Still never got round to calling it "Twitcher"

I almost forgot how much everyone raved about The Witcher 2. RPS founder-turned-fugitive Jim Rossignol said in his The Witcher 2 review that "This is one of the most significant games of 2011. Right now it looks like most significant PC-only game of 2011". It's a series that has since become a juggernat, helped made a billionaire, and even overcome the traditionally murderous adaptation to film media.

So I went and played the first one, and never got round to the rest. I really should though.

For all its faults (which many acknowledged even at the time, so lord knows what 13 years have done to it), The Witcher was intriguing and showed the series's potential early. It's the decisions that distinguished it to me. Even today, RPGs are prone to offering Big Decisions that come down to being Jesus's less aggressive brother vs Captain Genocide For Kicks. That or they go for "there are no wrong answers", so you're basically just choosing what colour hat to wear.

Mass Effect particularly vexed me here, as its most infamous late game decision is about whether to kill off your racist sidekick or your softboy one. What actually happens is one of them is leading an attack whose success is critical to the survival of all life in the galaxy, and the other is leading a diversion.
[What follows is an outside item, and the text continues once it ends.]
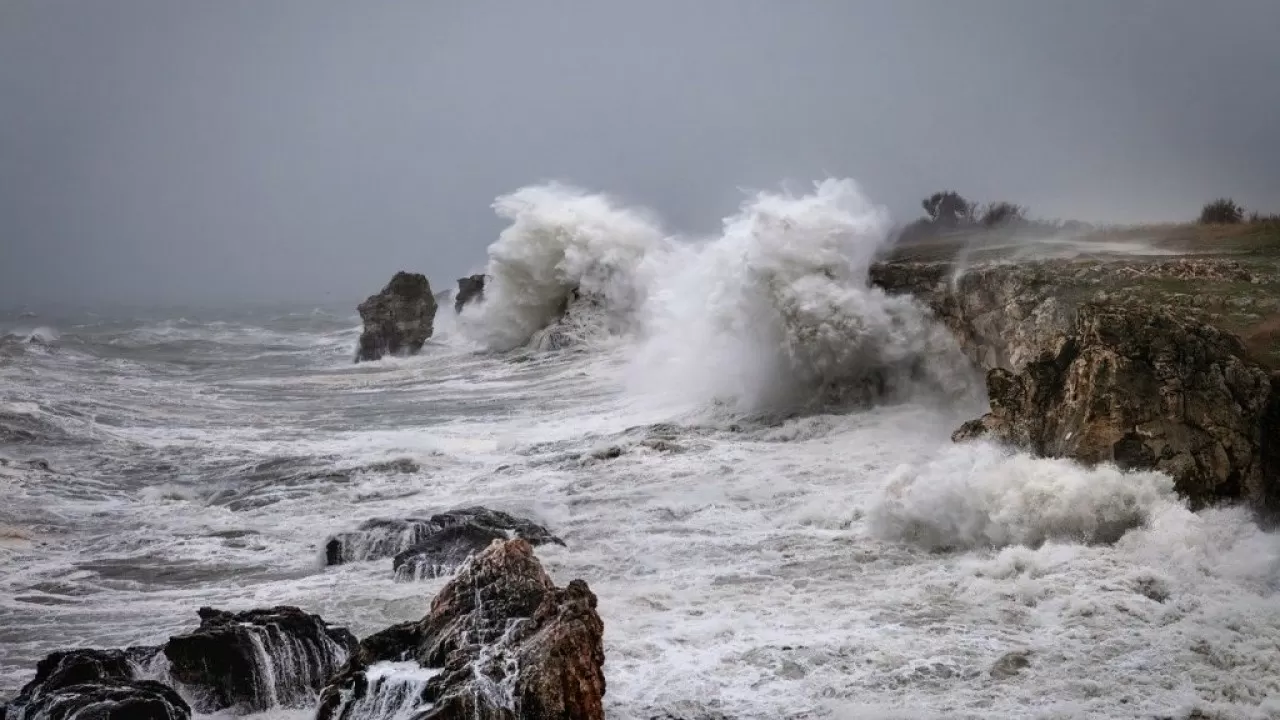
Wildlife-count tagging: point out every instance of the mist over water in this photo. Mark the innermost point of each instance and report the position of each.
(780, 525)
What kind of drongo would struggle with this?

In The Witcher, the first Big Decision is sort of similar. The Extremely Important Thing That We Must All Save No Matter What is under threat, so do you go to protect it, or do you hang around fighting some random monster even though there are people already fighting it to buy you time to go and save the thing?

There is a stupid decision and a smart decision, and The Witcher acknowledges this. I respected that immensely. It meant that when later decisions happened, I genuinely pondered them on their own terms, not as game design moments. Especially as some were genuinely ambiguous. Should I grass on these shady guys who I'm pretty sure are very dangerous? I genuinely didn't know. It might be smart. But they're kind of oppressed, and if they want to fight back, good for them. But then... hmm.

Then there was a sewer level and I immediately quit and uninstalled the game. Some decisions are easier than others.